Being a midwife is more than just delivering babies. A midwife is usually the first and main contact for the woman during her pregnancy, throughout labour and the early postnatal period. She is responsible for providing care and supporting women to make informed choices about their care.
Midwives work in all health care settings; for example in the maternity unit of a large general hospital, in smaller stand-alone maternity units, in private maternity hospitals, in group practices, at birth centres, with general practitioners and in the community. The majority of midwives practice within the NHS, working with other midwives in a team and other health care professionals and support staff. Midwives can also practice with social enterprise schemes and independently. There are a small group of midwives who do so. Once registered midwives can use their qualification to work in other health care settings such as special baby care units (SCBU) / neonatal intensive care units (NICU). Some midwives become specialists in areas such as diabetes or public health and perinatal mental health.

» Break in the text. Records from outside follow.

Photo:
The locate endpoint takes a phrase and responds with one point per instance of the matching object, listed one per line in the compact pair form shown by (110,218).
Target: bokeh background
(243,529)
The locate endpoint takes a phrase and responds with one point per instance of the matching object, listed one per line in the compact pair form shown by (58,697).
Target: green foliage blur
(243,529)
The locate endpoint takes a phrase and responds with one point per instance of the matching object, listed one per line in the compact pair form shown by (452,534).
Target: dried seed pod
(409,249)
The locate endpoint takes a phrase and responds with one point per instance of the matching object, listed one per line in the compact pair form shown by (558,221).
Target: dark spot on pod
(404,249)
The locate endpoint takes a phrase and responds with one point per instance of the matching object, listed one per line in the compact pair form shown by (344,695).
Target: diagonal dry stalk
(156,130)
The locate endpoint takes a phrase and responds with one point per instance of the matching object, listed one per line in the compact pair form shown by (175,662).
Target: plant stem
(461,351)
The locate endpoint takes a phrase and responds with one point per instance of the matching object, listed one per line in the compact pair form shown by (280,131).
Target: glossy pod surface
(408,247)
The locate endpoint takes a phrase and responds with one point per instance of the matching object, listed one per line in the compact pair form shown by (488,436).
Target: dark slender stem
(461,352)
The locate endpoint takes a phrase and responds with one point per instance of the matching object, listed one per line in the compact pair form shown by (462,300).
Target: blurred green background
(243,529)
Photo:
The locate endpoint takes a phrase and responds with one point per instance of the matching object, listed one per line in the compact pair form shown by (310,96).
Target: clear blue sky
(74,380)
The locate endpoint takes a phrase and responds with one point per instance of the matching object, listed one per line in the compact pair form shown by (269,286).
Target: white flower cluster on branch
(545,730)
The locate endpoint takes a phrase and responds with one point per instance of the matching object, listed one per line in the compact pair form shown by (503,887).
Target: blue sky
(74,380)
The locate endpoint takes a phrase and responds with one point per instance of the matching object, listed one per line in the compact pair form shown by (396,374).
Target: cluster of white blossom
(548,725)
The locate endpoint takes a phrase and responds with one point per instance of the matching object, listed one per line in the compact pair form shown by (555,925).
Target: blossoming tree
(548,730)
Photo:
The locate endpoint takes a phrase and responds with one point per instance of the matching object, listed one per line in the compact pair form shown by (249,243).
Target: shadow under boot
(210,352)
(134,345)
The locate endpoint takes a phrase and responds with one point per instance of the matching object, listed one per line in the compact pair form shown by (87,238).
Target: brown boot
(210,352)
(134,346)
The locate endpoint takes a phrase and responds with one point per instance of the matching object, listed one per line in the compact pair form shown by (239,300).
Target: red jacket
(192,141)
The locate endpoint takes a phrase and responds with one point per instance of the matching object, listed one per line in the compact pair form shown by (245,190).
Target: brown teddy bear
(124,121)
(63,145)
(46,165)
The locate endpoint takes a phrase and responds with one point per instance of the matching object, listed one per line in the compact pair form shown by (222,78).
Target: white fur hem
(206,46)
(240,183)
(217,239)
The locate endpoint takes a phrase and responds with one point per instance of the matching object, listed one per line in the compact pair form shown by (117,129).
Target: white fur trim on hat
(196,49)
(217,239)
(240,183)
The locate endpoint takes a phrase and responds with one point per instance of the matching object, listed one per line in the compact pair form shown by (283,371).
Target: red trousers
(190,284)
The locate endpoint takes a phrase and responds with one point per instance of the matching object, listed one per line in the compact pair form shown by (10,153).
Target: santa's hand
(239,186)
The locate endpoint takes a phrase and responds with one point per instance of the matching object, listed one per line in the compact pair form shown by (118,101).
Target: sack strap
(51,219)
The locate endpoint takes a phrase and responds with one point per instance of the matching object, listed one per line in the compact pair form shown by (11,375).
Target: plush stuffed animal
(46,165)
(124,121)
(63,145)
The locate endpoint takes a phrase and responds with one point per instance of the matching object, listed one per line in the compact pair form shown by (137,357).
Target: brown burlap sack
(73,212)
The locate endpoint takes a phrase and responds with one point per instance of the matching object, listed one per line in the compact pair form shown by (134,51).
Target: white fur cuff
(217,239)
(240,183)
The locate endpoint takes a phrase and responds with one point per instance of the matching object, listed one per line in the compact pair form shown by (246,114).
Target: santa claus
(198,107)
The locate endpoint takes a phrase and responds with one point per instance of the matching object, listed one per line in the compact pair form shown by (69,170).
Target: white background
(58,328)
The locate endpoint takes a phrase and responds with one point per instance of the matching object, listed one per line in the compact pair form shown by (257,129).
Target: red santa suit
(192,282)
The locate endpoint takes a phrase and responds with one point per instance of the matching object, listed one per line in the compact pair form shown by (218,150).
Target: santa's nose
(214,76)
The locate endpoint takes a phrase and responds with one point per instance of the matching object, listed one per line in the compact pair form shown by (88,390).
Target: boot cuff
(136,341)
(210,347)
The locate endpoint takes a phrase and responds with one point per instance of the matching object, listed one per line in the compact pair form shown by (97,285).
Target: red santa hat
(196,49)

There are also opportunities to work in research and or education. Midwives can be found practising in many areas and frequently go on to develop their professional expertise and education to higher levels.
Midwives provide woman centered integrated care, which requires them to work shifts, day and night duty, be prepared to take on-call rotas and travel between hospital or institution and mother’s home. The majority of midwives’ pay and working conditions are determined by the NHS pay system called Agenda for Change. A newly qualified midwife’s salary starts at £21,388 per year excluding payment for unsocial hours and on call rota. A midwife has the potential to earn up to £80,000 as a Senior Manager or Midwife Consultant.